CP violation is responsible for the difference between matter and antimatter in the Standard Model. CP violation means that the laws of physics change slightly when a particle is replaced by its antiparticle and all three directions in space are reversed. CP violation was first detected in kaons in 1964. However, it was not observed in another system until Belle and a similar experiment at Stanford called BaBar observed it in B-meson decays in 2001.

The amount of CP violation in the Standard Model is proportional to the area of the unitarity triangle. The base of this triangle is one unit long, so physicists need to measure the values of two more angles or lengths to calculate the area. However, the more angles and lengths they can measure, the better they can test and explore the model.
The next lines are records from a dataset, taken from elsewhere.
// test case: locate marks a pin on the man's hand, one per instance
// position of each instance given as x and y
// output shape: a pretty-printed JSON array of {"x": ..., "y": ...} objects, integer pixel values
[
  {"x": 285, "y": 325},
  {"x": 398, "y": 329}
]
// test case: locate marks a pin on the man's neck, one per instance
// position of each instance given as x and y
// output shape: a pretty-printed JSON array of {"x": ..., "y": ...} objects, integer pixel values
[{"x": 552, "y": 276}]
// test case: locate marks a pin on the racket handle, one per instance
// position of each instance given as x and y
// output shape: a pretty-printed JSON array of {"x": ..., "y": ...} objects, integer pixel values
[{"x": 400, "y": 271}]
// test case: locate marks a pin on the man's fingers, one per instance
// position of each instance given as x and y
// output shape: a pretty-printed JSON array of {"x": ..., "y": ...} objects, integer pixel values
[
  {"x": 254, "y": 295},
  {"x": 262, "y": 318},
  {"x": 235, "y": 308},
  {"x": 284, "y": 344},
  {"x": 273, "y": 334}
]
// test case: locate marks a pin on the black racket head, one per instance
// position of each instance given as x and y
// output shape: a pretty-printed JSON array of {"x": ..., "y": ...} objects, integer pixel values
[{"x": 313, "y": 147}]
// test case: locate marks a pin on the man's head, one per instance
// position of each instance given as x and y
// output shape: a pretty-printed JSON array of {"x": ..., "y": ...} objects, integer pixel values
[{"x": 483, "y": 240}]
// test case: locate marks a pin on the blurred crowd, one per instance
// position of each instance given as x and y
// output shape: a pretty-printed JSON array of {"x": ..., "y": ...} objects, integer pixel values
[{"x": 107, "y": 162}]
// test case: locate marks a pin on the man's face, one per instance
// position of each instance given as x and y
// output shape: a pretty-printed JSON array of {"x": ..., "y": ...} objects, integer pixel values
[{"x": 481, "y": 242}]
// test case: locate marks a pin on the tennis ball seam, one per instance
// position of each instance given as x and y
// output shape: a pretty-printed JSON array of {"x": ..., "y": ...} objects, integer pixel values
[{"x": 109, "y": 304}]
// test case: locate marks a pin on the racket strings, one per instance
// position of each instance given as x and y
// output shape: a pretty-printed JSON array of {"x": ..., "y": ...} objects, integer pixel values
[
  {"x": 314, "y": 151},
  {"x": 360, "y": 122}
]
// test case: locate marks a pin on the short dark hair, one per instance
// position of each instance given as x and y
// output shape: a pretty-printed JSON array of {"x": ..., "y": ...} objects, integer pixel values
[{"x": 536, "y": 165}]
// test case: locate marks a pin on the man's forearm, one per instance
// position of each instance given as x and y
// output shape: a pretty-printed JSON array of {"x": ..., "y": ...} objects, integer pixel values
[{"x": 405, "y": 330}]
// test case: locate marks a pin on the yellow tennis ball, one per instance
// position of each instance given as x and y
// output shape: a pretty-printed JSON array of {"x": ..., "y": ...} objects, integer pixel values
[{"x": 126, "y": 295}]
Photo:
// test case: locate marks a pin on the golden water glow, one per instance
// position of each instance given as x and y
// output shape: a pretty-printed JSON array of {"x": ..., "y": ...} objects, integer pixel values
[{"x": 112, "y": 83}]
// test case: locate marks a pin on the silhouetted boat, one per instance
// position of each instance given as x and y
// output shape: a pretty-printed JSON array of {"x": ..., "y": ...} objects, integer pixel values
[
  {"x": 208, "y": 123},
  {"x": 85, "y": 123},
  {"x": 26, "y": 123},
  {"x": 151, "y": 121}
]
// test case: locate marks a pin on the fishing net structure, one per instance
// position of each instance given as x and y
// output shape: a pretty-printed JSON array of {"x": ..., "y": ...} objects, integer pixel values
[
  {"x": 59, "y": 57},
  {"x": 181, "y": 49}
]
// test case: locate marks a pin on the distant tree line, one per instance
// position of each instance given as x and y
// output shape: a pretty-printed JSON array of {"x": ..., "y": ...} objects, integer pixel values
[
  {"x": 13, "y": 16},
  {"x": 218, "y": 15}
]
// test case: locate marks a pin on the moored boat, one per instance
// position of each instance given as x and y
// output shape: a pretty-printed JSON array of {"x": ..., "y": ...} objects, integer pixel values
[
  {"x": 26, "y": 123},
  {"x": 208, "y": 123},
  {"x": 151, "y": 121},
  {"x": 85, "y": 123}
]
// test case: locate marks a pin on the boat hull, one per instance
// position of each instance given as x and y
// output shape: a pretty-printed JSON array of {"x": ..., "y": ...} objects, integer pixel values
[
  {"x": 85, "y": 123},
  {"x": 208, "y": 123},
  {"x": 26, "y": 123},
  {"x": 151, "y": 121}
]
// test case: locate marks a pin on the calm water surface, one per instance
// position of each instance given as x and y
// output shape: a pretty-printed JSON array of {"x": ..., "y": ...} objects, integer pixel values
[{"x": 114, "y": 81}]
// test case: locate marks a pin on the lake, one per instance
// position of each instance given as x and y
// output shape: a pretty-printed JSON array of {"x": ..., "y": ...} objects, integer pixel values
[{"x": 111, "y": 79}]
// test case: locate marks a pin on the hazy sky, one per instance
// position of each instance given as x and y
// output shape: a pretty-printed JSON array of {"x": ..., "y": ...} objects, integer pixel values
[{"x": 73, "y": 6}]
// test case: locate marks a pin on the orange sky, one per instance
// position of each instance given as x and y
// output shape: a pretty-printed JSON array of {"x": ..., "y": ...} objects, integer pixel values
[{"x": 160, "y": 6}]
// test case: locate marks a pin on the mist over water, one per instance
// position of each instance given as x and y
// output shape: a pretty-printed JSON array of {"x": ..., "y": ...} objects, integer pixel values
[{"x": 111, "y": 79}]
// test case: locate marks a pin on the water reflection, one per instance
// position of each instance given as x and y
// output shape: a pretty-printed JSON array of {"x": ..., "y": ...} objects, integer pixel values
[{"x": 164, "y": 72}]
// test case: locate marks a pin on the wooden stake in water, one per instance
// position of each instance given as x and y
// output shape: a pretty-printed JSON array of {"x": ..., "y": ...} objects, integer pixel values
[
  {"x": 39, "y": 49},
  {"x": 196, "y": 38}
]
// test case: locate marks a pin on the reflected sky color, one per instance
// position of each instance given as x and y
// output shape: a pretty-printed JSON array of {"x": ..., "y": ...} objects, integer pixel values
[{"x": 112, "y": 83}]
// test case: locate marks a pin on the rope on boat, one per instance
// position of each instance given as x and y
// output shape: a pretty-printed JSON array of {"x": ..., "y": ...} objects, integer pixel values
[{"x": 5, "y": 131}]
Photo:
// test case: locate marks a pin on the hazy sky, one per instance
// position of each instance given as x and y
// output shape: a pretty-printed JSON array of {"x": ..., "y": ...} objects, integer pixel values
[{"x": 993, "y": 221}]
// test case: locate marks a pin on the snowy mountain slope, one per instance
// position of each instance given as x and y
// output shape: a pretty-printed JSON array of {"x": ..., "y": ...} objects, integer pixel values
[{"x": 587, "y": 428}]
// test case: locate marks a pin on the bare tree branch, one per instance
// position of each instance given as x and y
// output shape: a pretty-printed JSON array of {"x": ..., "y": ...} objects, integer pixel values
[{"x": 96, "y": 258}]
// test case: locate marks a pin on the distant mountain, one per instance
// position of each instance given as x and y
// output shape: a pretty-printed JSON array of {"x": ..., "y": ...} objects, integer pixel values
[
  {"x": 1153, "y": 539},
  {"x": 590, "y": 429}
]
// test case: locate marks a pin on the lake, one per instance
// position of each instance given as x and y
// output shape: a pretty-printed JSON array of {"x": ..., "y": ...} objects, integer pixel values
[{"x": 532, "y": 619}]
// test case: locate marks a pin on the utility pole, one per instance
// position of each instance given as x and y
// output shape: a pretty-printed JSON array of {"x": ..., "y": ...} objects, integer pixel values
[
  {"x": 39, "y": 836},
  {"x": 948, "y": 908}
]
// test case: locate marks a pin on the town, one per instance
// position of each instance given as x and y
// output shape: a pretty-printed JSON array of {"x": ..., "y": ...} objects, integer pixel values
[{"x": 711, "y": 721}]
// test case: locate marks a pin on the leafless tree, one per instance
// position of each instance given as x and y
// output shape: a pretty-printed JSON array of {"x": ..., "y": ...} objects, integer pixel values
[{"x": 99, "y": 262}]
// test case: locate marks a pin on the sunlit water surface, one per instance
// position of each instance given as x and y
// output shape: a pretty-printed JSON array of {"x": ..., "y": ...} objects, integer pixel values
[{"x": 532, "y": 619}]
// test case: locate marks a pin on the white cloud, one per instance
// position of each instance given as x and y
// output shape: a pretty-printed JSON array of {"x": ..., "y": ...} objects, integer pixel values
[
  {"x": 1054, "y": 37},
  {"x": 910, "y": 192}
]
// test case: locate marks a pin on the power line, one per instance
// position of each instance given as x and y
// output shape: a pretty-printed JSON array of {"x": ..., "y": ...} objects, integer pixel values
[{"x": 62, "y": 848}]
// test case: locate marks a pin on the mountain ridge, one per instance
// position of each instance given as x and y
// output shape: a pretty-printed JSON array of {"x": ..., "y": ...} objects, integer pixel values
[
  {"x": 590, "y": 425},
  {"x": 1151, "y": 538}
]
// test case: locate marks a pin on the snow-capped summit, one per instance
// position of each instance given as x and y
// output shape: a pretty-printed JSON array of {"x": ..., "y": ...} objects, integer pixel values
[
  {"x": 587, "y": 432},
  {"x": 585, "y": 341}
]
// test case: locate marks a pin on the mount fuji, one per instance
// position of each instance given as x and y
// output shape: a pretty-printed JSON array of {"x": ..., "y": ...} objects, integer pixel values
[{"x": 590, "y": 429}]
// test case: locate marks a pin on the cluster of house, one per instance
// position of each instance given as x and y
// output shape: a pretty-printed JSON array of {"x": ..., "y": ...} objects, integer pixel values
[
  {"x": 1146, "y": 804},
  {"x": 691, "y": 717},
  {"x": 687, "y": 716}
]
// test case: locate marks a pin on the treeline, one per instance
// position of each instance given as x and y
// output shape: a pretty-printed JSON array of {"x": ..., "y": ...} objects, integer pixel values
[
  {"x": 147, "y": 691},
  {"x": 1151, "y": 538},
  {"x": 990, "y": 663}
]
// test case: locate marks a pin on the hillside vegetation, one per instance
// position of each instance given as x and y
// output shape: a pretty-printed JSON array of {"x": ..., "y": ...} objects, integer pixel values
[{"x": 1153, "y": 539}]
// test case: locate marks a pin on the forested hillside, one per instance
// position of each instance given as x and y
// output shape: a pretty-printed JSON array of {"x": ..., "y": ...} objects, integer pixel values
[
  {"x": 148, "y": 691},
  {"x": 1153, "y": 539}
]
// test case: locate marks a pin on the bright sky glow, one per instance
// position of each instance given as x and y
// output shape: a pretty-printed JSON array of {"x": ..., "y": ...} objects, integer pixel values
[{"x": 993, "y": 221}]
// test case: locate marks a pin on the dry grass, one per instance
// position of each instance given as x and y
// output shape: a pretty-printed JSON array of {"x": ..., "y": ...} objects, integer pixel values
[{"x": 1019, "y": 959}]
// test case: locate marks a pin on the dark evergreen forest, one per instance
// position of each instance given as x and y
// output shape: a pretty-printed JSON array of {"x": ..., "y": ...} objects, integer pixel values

A B-meson contains a bottom quark and either an anti-up or anti-down quark, and it can decay into a variety of other particles, as can an anti-B-meson. By counting the numbers of particular combinations of particles produced in these decays, it is possible to determine the sizes of the various angles and the lengths of the different sides in the triangle.

The Belle scientists measured rare events in which a charged B-meson decayed into a neutral D-meson and a charged kaon. The neutral D-meson then decayed into a "three-body" state consisting of a positive pion, a negative pion and a neutral kaon. From the slight differences in the decays of the B-mesons and the anti-B-mesons, they extracted a value of 68°, plus or minus 15°, for the angle known as ø3 (which is also known as gamma) The angle ø1 (beta) has already been measured by both BaBar and Belle with a precision of several degrees, but the precise value of ø2 (alpha) has not been obtained yet.

Previously it was thought that it would not be possible to measure ø3 because of the statistically small number of events produced in experiments like Belle. However, the Dalitz analysis technique is several times more sensitive than other methods, which allows ø3 to be constrained with reasonable precision. Although the new result implies that CP violation has been seen in the experiment, Anton Poluektov of the Belle collaboration says the team is reluctant to state that it has directly observed CP violation because of the low number of events.

"This particular result is just a first try of the promising method of ø3 measurement," he says. "Although currently our result will not have any theoretical impact, in the future, when more data will be available, a precise measurement of ø3 -- as well as the other angles and sides of the unitarity triangle -- would allow to check the consistency of the Standard Model, and to search for effects which can be explained by the extensions of the model, like supersymmetry and grand unified theories."